Treat the import as the start of a cleanup, not the end. The order that works:
- Set the Repl to private before anything else, so the imported source is not publicly visible while you work.
- Find hardcoded keys in the imported code, since Lovable projects commonly carry them in the frontend.
- Rotate every key that was ever hardcoded, because once it has lived in a repo or a client bundle you cannot assume it is private.
- Move the new keys into Replit Secrets and reference them as environment variables instead of literals.
- Re-verify Supabase Row Level Security on every table, and confirm an unauthenticated request is refused, rather than assuming the migration preserved it. For a related builder comparison, see Rork vs Lovable.
What to watch out for
The first trap is assuming the migration cleaned anything; it moves code as-is, so an issue in Lovable is an issue in Replit until you fix it. The second is leaving the Repl public during the move, which exposes the imported source, including any hardcoded key, to the scrapers that watch Replit.
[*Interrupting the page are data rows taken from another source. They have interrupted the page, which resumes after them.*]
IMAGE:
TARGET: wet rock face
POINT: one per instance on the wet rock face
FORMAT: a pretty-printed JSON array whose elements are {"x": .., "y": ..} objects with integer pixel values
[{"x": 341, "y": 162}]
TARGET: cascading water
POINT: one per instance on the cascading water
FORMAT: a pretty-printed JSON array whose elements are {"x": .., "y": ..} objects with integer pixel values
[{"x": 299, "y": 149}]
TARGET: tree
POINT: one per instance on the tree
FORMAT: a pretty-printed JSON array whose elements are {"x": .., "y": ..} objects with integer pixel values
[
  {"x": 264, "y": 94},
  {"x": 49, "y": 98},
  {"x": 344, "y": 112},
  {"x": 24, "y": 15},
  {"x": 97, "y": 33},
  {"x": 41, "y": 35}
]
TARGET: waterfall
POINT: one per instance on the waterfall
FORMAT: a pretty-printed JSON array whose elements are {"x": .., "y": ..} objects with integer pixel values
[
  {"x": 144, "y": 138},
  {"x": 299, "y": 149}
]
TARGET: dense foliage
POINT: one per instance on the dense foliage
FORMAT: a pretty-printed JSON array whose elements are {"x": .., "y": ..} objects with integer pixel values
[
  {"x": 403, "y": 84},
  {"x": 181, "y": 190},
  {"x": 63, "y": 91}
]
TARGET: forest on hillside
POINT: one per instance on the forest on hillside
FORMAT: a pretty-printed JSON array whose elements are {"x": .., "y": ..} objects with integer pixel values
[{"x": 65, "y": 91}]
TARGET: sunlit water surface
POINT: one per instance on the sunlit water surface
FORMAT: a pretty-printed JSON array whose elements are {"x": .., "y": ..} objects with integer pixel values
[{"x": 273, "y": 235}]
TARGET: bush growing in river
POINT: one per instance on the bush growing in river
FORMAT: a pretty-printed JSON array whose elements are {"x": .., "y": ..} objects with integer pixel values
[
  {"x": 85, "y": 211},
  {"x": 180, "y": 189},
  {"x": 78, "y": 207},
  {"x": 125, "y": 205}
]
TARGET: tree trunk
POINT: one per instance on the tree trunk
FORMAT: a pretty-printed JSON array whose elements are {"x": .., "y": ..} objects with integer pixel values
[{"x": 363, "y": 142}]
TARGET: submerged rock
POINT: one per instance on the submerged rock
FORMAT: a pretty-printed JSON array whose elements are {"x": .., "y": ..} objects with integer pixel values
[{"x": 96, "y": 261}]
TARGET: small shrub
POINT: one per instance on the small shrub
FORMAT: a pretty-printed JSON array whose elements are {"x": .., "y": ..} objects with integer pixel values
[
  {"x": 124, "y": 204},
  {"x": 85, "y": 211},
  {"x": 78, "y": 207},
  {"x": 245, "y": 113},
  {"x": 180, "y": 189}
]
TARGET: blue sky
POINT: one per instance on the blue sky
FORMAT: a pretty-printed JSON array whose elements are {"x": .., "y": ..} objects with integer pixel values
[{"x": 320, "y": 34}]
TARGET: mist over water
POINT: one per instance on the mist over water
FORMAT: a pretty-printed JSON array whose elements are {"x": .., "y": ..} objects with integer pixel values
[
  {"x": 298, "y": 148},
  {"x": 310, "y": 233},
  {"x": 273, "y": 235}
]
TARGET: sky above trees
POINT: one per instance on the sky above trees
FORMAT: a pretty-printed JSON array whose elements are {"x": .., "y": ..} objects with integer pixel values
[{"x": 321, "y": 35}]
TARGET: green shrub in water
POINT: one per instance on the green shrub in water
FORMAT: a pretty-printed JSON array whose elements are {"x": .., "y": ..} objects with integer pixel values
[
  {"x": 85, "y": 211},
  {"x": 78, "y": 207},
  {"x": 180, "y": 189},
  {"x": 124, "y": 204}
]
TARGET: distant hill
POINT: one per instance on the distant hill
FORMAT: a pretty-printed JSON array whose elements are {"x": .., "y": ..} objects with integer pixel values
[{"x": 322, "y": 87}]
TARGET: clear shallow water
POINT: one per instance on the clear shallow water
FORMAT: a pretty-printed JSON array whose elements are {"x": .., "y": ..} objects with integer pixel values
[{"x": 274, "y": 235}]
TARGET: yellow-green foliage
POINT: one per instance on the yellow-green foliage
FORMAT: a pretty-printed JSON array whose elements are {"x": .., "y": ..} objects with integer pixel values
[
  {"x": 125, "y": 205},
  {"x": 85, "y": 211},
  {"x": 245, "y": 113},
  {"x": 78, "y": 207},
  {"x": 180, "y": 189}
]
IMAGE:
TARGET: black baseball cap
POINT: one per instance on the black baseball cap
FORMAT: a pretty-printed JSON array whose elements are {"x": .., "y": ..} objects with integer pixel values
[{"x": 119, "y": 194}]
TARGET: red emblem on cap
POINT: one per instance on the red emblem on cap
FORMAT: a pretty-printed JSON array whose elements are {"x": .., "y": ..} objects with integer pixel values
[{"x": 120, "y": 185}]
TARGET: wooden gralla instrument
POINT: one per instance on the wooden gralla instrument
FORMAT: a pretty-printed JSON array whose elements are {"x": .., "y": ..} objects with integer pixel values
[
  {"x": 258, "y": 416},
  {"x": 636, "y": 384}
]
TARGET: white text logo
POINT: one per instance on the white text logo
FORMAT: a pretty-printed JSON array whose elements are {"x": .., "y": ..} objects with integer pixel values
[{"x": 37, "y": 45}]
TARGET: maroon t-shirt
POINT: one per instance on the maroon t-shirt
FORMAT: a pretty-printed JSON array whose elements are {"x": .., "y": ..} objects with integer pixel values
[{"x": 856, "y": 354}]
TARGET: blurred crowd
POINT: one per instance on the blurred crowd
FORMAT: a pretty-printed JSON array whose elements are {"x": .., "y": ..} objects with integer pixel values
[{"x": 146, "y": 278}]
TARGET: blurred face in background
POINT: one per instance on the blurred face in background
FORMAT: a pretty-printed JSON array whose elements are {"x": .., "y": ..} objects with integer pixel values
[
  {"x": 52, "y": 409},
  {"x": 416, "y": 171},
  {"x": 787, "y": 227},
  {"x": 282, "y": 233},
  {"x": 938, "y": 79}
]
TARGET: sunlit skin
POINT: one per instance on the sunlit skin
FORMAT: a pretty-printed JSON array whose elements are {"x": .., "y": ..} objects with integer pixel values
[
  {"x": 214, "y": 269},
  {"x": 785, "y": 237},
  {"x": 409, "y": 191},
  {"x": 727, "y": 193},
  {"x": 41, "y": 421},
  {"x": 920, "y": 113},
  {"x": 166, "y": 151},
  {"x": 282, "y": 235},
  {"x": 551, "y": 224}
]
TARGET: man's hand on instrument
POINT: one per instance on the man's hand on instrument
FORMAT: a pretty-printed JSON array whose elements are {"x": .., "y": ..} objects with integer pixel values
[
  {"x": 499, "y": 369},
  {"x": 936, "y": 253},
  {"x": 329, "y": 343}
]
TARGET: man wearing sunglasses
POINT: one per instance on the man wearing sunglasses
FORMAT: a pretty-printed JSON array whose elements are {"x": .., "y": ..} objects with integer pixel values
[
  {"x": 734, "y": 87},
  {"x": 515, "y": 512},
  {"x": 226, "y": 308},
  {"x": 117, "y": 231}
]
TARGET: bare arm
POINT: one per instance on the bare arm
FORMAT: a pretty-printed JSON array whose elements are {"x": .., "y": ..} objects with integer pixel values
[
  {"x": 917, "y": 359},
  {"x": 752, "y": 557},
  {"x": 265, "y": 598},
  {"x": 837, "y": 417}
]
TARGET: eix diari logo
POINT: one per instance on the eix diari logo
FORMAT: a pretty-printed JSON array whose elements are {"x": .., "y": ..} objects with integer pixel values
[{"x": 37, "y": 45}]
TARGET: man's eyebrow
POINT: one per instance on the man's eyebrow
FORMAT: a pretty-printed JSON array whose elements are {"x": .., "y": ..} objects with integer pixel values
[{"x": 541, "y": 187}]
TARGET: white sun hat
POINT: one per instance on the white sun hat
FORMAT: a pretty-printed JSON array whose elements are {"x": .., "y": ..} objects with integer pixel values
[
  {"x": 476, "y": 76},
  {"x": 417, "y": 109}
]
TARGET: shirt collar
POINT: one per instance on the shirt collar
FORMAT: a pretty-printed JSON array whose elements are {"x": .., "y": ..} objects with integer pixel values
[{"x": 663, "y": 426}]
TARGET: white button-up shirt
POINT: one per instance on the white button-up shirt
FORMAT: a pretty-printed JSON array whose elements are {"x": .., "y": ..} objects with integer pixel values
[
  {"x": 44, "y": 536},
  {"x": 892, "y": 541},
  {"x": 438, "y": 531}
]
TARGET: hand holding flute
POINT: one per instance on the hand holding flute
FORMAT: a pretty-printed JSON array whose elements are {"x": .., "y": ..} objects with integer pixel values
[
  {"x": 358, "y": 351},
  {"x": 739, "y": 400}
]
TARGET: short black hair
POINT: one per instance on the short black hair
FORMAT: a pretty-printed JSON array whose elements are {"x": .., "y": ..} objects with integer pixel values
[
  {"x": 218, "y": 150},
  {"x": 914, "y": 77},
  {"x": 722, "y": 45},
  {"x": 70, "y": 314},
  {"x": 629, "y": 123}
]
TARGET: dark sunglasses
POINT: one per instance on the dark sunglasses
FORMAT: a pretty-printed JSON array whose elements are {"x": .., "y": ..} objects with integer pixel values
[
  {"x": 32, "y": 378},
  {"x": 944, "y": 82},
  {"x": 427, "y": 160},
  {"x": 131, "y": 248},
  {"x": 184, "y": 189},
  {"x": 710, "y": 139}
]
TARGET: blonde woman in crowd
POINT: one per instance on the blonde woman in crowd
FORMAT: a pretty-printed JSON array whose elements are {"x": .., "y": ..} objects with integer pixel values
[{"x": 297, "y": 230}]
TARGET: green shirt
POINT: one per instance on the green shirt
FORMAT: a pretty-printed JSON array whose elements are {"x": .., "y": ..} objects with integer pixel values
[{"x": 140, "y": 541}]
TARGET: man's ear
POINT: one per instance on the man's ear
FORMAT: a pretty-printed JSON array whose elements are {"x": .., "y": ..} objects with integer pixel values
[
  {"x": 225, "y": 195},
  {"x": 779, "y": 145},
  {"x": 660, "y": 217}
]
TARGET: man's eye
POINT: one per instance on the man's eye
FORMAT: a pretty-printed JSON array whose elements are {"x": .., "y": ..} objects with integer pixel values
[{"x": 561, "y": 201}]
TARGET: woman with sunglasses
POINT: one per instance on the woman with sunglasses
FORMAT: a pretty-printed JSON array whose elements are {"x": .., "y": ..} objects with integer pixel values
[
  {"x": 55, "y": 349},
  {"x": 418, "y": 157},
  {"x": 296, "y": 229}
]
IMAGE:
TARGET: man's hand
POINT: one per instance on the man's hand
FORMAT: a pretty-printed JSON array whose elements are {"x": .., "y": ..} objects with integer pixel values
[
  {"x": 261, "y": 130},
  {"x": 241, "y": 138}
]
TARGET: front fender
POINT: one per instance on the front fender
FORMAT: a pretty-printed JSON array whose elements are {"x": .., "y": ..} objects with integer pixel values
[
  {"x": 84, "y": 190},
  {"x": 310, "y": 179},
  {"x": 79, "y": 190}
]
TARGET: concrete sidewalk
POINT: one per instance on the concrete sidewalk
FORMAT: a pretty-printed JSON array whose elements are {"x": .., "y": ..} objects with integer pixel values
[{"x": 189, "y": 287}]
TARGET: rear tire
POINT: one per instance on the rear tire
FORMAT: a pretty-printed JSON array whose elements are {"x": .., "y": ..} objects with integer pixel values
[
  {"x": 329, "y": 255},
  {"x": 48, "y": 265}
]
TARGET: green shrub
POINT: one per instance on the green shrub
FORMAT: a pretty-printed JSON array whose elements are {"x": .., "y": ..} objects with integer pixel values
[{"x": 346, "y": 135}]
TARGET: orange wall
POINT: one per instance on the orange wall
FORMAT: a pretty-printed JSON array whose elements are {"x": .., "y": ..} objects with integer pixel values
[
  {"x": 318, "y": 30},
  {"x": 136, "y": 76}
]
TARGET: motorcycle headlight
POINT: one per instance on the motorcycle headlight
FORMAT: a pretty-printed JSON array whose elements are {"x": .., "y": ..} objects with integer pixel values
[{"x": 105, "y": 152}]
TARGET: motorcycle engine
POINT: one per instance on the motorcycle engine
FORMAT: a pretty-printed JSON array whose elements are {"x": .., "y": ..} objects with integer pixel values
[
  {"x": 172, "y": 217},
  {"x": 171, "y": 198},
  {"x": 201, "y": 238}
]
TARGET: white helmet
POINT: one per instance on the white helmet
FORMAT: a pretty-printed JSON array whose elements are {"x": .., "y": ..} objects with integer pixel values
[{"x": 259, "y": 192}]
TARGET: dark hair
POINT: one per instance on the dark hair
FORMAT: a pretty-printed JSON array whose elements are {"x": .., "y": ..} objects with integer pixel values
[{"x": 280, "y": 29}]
The third is trusting Replit Secrets to cover a key that is still written in the source; Secrets only protect values you migrate into them. For the shipped result, a pre-submission scan such as PTKD.com (https://ptkd.com) reads the compiled APK, AAB, or IPA against OWASP MASVS for hardcoded secrets that survived the move, which is the layer where a leftover key reaches an attacker. The honest limit is that a scan finds a secret that shipped; it cannot rotate the key for you or write your access rules, so pair it with the rotation and RLS checks above.
What to take away
- Importing a Lovable project into Replit Agent is safe as a step, but you inherit its hardcoded keys and any RLS gaps.
- Replit Secrets protect the values you move into them; they do not fix keys still hardcoded in the imported source.
- Set the Repl private, rotate every key that was hardcoded, move keys into Secrets, and re-verify Supabase RLS.
- Confirm the shipped build with a pre-submission scan such as PTKD.com, since the migration relocates flaws rather than resolving them.